Quando eu era criança, a semana da ceia tinha um clima de santidade para muitos. Aqueles que estavam ofendidos procuravam os ofensores, dívidas eram pagas, nenhuma mentira, nenhum palavrão (você acredita que tem crente que xinga?), nenhum comportamento que escandalizasse o Evangelho de Cristo. Era a semana da Ceia do Senhor. Valorizávamos mais o ser crente. Pelo menos por uma semana. Depois tudo voltava ao "normal".

Mas o que vejo hoje é pior que no que em tempos passados. Numa aula de escola dominical, um aluno questionou porque a Ceia do Senhor era realizada todo mês. Por que não uma única ceia anual como é de costume entre os judeus? Fiquei a meditar nas coisas terríveis que poderiam acontecer se decidíssemos ceiar uma vez por ano como os judeus. Já imaginou 365 dias menos 7 sem nenhum incômodo da vida profana que alguns "cristãos" levam? Sucumbiríamos e seríamos mais uma denominação entre as milhares que já existem.

O propósito principal da Ceia, segundo Jesus, é lembrar o seu sacrifício. Sacrifício este que, se não fosse a Ceia, sumiria de nossos púlpitos como mensagem ao pecador. Para alguns esse tema é repetitivo demais.
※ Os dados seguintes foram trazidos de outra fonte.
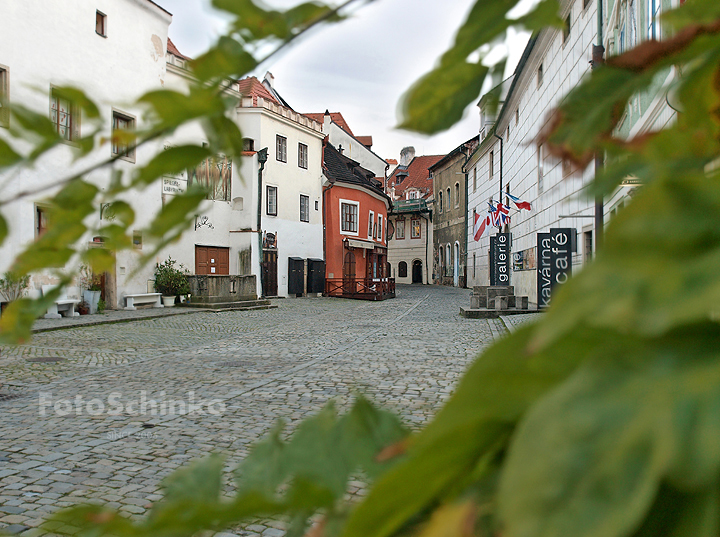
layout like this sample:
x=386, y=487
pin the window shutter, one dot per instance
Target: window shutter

Ouvir um membro da Igreja dizer que é "pura apelação" falar do sacrifício de Jesus na cruz.

Depois de três anos e meio pregando o evangelho (os maiores e melhores sermões que pode um dia imaginar ouvir saíram da boca de nosso Salvador), ensinando nas sinagogas e à beira de rios (todas as doutrinas que conhecemos hoje foram por ele sisitematizadas através de seus ensinos e parábolas), alimentando os famintos (uma oração e, à semelhança do maná que caía do céu no deserto, milhares e milhares de famílias eram alimentadas), salvando vidas que caminhavam ao inferno (incontáveis os seus números), curando os enfermos (essa lista não tem fim) e vários outros feitos memoráveis que Jesus fez, o que lhe esperava para o fim de sua história como homem entre os homens era o Calvário, um castigo criado pelos romanos para humilhar os bandidos de sua época.

Foi isso que o mundo fez com aquele que veio para salvar os pecadores. Na última quinta-feira de Jesus antes do seu sacrifício, aconteceu a última ceia com os discípulos. Durante a vida de Jesus, três ceias aconteceram, mas somente a última foi registrada pelos evangelistas, talvez por causa do que aquela última representaria para todos nós.

Aquela noite é inesquecível para todos nós. "... o Senhor Jesus, na noite em que foi traído, tomou o pão; e, tendo dado graças, o partiu e disse: Tomai, comei; isto é o meu corpo que é partido por vós; fazei isto em memória de mim. Semelhantemente também, depois de cear, tomou o cálice, dizendo: Este cálice é o novo testamento no meu sangue; fazei isto, todas as vezes que beberdes, em memória de mim" (1Co 11.23-25).

Cada relato da Ceia vem acompanhado de muitas decepções. Aquela noite seria para sempre lembrada como a "noite em que foi traído". Traído por aqueles que estavam próximos, por aqueles que ajudou, por aqueles que Ele chamou de amigos. Traído. Dificilmente associaríamos essa palavra a alguém do tipo de Jesus. Não se encaixa com Ele. Traído por quê? Mas foi assim que entrou para a história: o Salvador foi traído.

Pão, vinho e muita comida eram os elementos do ritual da páscoa celebrada pelos judeus. Jesus se utilizou apenas do pão e do vinho para falar aos apóstolos sobre o seu sacrifício (pelos menos são os únicos registrados pelos quatro evangelho e epístolas). Na época, um único pão era servido a todos os participantes. O celebrante tomava o pão, rasgava um pedaço para si e o passava de mão em mão até que todos fossem servidos. Quando Jesus "tomou o pão... tendo dado graças, o partiu e disse: Tomai, comei; isto é o meu corpo que é partido por vós". Deve ter sido uma profunda revelação para os apóstolos. Quantas páscoa não haviam comido? E quantas ceias não haviam participado? Mas a partir daquele dia, eles veriam o corpo de Jesus sendo rasgado.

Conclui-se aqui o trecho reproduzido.